In the fall of 1957, Logue led the students who came to the state's Baptist Student Union annual convention to pass a resolution favoring integration — a subject the ABSC had conspicuously avoided during its annual meeting a few weeks prior.
“At the convention the kids made these wonderful statements, and it passed with one student objecting,” said Logue, who served as the coordinator of the Cooperative Baptist Fellowship of Arkansas after retiring from state convention work. He is a longtime member of Lakeshore Drive Baptist Church.
The church continued to be a pacesetting congregation after the crisis. It disbanded as University Baptist and reorganized as Lakeshore Drive in 1970 in a bid to regain membership in the Arkansas Baptist State Convention. The state group had previously voted to unseat University Baptist's messengers at convention meetings because the church practiced open communion. In 1990, Lakeshore Drive became the first church in Arkansas to vote to support what is now the Cooperative Baptist Fellowship.
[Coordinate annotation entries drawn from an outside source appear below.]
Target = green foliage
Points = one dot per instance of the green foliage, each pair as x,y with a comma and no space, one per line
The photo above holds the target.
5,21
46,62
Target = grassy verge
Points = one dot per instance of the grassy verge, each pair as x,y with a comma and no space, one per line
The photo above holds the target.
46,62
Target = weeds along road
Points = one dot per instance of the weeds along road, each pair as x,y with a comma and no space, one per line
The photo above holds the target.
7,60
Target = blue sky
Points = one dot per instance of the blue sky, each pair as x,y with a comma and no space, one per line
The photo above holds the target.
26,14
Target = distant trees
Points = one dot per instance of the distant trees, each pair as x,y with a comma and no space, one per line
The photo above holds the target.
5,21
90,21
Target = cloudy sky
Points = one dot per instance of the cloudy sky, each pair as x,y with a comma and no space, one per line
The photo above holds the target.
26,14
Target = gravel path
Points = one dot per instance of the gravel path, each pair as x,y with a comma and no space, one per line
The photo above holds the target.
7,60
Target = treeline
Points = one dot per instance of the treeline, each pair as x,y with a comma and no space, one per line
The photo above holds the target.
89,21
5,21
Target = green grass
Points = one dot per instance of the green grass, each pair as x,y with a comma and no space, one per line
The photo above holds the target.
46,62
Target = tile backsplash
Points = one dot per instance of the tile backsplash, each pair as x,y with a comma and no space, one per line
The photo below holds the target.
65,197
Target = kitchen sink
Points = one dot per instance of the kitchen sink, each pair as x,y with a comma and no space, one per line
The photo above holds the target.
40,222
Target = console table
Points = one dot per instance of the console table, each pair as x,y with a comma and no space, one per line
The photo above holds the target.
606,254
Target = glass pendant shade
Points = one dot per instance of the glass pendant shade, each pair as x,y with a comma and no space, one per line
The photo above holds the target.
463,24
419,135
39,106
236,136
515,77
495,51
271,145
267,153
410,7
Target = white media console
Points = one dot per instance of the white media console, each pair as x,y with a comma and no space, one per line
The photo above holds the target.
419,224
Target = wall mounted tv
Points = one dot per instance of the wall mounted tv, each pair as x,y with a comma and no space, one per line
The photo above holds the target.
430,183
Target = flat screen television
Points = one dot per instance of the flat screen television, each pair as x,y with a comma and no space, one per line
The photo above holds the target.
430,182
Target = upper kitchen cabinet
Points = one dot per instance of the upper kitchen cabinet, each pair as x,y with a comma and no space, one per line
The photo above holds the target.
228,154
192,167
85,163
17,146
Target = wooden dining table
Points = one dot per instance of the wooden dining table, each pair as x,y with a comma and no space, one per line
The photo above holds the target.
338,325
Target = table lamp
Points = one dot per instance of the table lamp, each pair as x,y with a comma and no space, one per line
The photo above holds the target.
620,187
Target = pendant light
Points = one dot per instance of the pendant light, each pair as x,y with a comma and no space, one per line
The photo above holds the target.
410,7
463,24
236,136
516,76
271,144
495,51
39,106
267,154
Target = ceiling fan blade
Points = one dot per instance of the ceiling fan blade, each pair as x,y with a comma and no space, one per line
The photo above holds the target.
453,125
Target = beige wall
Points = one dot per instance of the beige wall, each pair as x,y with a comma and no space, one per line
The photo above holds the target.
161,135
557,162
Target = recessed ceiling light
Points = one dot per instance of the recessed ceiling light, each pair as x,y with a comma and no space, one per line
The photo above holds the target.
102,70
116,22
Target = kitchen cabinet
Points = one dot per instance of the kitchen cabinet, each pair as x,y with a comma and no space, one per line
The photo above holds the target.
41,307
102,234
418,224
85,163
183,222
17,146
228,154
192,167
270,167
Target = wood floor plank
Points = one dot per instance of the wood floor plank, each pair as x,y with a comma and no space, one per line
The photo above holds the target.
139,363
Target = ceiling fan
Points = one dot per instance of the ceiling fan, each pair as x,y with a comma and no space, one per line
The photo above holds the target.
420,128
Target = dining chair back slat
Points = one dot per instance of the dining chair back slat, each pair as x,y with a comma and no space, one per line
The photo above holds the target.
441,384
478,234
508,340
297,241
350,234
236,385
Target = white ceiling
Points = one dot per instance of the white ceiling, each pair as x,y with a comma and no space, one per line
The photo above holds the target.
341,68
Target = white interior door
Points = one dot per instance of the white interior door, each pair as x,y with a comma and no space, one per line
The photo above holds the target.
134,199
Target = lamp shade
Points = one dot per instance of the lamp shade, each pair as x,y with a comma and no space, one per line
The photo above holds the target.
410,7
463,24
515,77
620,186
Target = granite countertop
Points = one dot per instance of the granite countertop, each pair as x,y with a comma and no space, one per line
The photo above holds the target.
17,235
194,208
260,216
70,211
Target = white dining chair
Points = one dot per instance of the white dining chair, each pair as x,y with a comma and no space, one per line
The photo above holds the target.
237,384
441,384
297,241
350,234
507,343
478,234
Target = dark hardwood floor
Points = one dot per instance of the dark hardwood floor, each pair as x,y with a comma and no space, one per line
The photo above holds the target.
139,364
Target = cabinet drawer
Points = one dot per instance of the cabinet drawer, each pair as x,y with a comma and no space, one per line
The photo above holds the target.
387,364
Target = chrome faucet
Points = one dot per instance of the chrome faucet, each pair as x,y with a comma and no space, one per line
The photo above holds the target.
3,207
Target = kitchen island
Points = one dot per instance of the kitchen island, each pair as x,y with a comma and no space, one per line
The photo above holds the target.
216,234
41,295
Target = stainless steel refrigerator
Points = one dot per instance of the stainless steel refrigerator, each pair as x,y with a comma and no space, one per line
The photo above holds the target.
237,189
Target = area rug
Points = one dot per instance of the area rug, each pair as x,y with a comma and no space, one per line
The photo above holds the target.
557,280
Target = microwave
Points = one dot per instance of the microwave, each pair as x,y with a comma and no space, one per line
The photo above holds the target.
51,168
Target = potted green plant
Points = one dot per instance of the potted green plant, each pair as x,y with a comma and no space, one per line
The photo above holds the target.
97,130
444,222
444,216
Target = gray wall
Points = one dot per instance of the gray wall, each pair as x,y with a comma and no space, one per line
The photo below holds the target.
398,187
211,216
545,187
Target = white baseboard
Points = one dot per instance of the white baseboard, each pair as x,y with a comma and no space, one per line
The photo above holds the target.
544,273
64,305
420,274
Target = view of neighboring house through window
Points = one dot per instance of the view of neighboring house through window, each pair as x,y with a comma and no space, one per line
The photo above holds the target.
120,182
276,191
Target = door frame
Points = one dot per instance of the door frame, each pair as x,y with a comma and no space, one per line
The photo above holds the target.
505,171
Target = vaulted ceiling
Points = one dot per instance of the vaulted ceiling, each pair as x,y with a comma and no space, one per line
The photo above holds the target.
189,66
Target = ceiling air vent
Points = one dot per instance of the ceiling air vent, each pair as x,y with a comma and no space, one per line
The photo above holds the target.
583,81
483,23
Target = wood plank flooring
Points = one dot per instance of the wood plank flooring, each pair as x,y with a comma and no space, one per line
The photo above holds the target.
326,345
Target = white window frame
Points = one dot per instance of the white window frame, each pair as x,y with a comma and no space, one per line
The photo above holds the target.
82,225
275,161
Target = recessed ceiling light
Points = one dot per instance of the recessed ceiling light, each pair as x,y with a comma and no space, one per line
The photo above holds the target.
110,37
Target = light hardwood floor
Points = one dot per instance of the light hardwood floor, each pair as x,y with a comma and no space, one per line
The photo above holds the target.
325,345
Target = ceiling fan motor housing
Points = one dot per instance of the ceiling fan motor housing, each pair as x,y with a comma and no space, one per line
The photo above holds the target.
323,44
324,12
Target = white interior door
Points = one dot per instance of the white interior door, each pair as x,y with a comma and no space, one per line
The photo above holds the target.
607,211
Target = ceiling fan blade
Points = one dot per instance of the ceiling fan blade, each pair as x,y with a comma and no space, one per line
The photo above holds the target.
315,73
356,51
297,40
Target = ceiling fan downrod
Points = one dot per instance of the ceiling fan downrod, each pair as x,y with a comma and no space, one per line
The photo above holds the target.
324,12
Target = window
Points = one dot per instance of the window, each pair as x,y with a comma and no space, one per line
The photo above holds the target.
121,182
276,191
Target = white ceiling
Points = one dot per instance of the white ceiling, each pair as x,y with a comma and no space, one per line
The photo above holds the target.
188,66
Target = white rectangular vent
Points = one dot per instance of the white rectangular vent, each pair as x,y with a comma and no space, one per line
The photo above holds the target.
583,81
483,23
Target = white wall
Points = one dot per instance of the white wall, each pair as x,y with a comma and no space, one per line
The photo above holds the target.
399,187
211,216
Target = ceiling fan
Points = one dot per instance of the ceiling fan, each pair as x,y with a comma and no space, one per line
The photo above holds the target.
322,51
But congregations like Lakeshore and leaders like Hays and Cowling were the exceptions in white Baptist life during the civil-rights era, even in a surprisingly moderate Southern city like Little Rock.
“I have found myself for 50 years wishing that Baptists could get in on the front end of something significant instead of the back end,” said Taylor, the retired pastor and Central High graduate. “I'm still hoping and wishing for it. But my impression is that Baptists have come from such a culturally conservative background, historically, that it's very hard for them to do anything but catch up after the issues are already decided in the broader society. And that seems to be, for the most part, what happened with most of the white Baptist churches in Little Rock in the 50s. They caught up later.”